Unfortunately, we do not have available detailed data on all patients regarding heme and organ responses to previous therapies, as well as reasons for discontinuations of previous therapies. We documented the organ stage at diagnosis but also at the initiation of venetoclax therapy, when the disease was probably not in heme control in most cases. When we documented the organ responses, we considered the organ stage at the time of venetoclax initiation as the starting/reference point. Hence, we assume that any improvement at this point, from a specific organ state to a better state, can be related mostly to venetoclax. However, we agree that a component that related to previous periods of time when the light chains were under good control, cannot be excluded, as the organ response tends to be delayed in this disease.

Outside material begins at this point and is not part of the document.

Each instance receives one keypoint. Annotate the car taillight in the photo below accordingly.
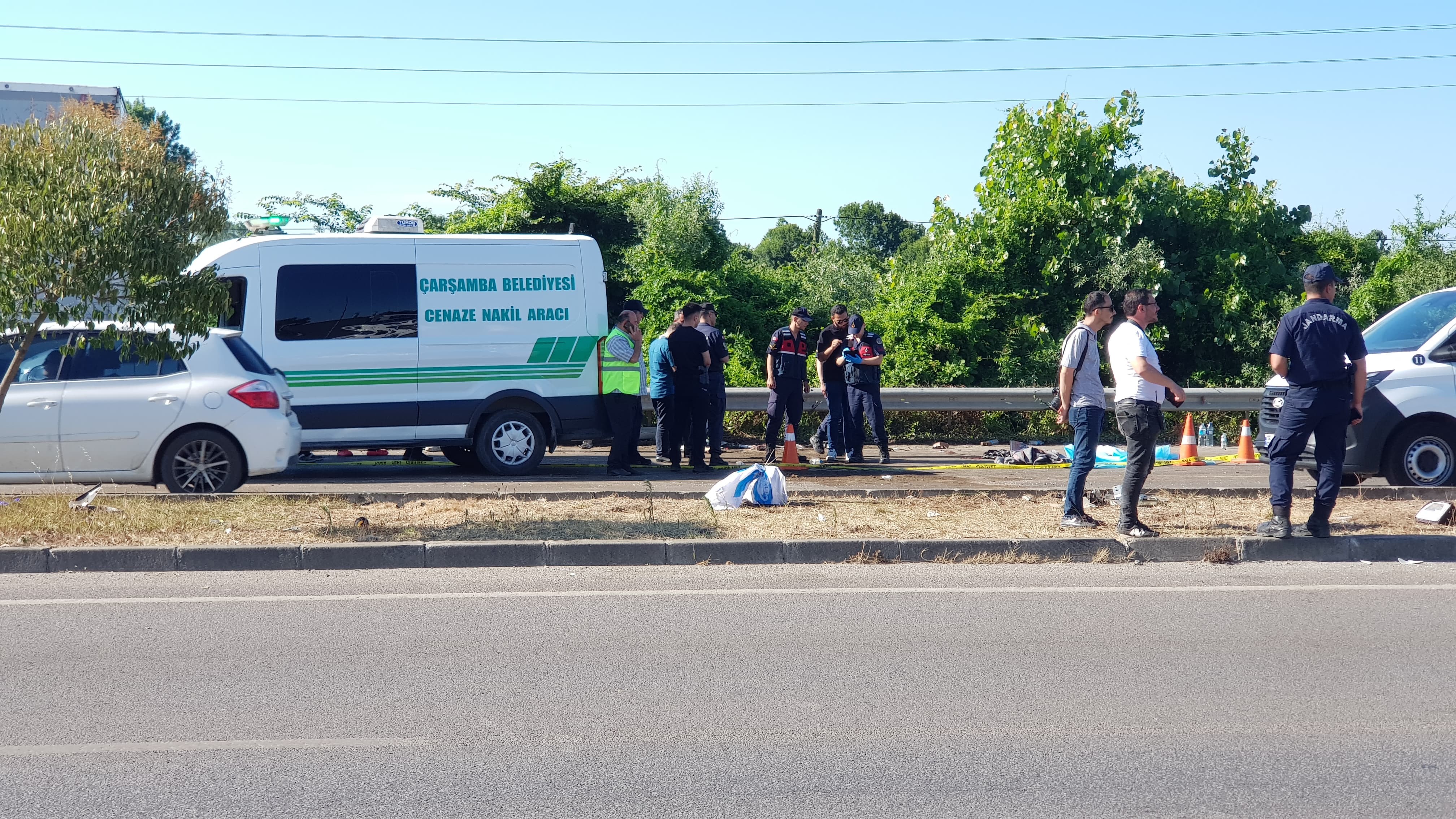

We added to the discussion: "That said, a delayed organ response that is related to previous therapies cannot be excluded, and cannot be differentiated accurately from the benefit that is attributed to venetoclax".

- Table 1: ANC at venetoclax initiation?

Thank you, we added

- Table 1: is the median prior therapies equivalent to the median prior lines?

Yes, but unfortunately there was a discrepancy between the text and the table, we corrected and clarified.

- Table 1: what was the median dFLC at initiation of venetoclax

Unfortunately, this data is not available. Responses were documented separately at each center and reported to the corresponding author without the specific LC values.

- Table 2: how can the lower range of time to any response and time to best response be zero? Wouldn’t that imply that patients responded on day zero of receiving venetoclax?

Thank you, the zero stem from rounding the correct number, we agree that this is very confusing and corrected. The earliest documented response was after 8 days, which is 0.26 months, rounded to 0.3m. 

- Section 3.3: Of the 5 patients who died from disease complications, what were the causes of death?

3- sudden cardiac death, 1-heart failure, 1- unknown. These data were added to the manuscript.  

- Line 168: In the EFS outcome, what proportion of events was due to organ/heme progression versus “inadequate response”

Thank you for this comment. All events were inadequate response or death.

- Line 182 and Table 2: Table 2 shows that the median “effective dose” was 400mg/day, how was this defined (is this the median dose among patients that responded only, or the whole cohort)? If 42% of patients required dose reductions, what was the median tolerated dose (and did if vary among patients with a good vs poor ECOG PS)?

By mentioning effective dose, we meant that we have taken into account drug interactions, which are common with venetoclax. For example, if a patient was on venetoclax 200mg without interacting medications, the dose is 200mg, but if this patient took an azole that is considered to double the effective dose, then we documented an effective dose of 400mg to this patient. This was not related to response, and in case that it is confusing we deleted the word "effective", and just left the comment regarding drug interactions.

The median tolerated dose was 400 mg (IQR 200-500). We added these data to the manuscript. The dose did not correlate with ECOG.  Thank you.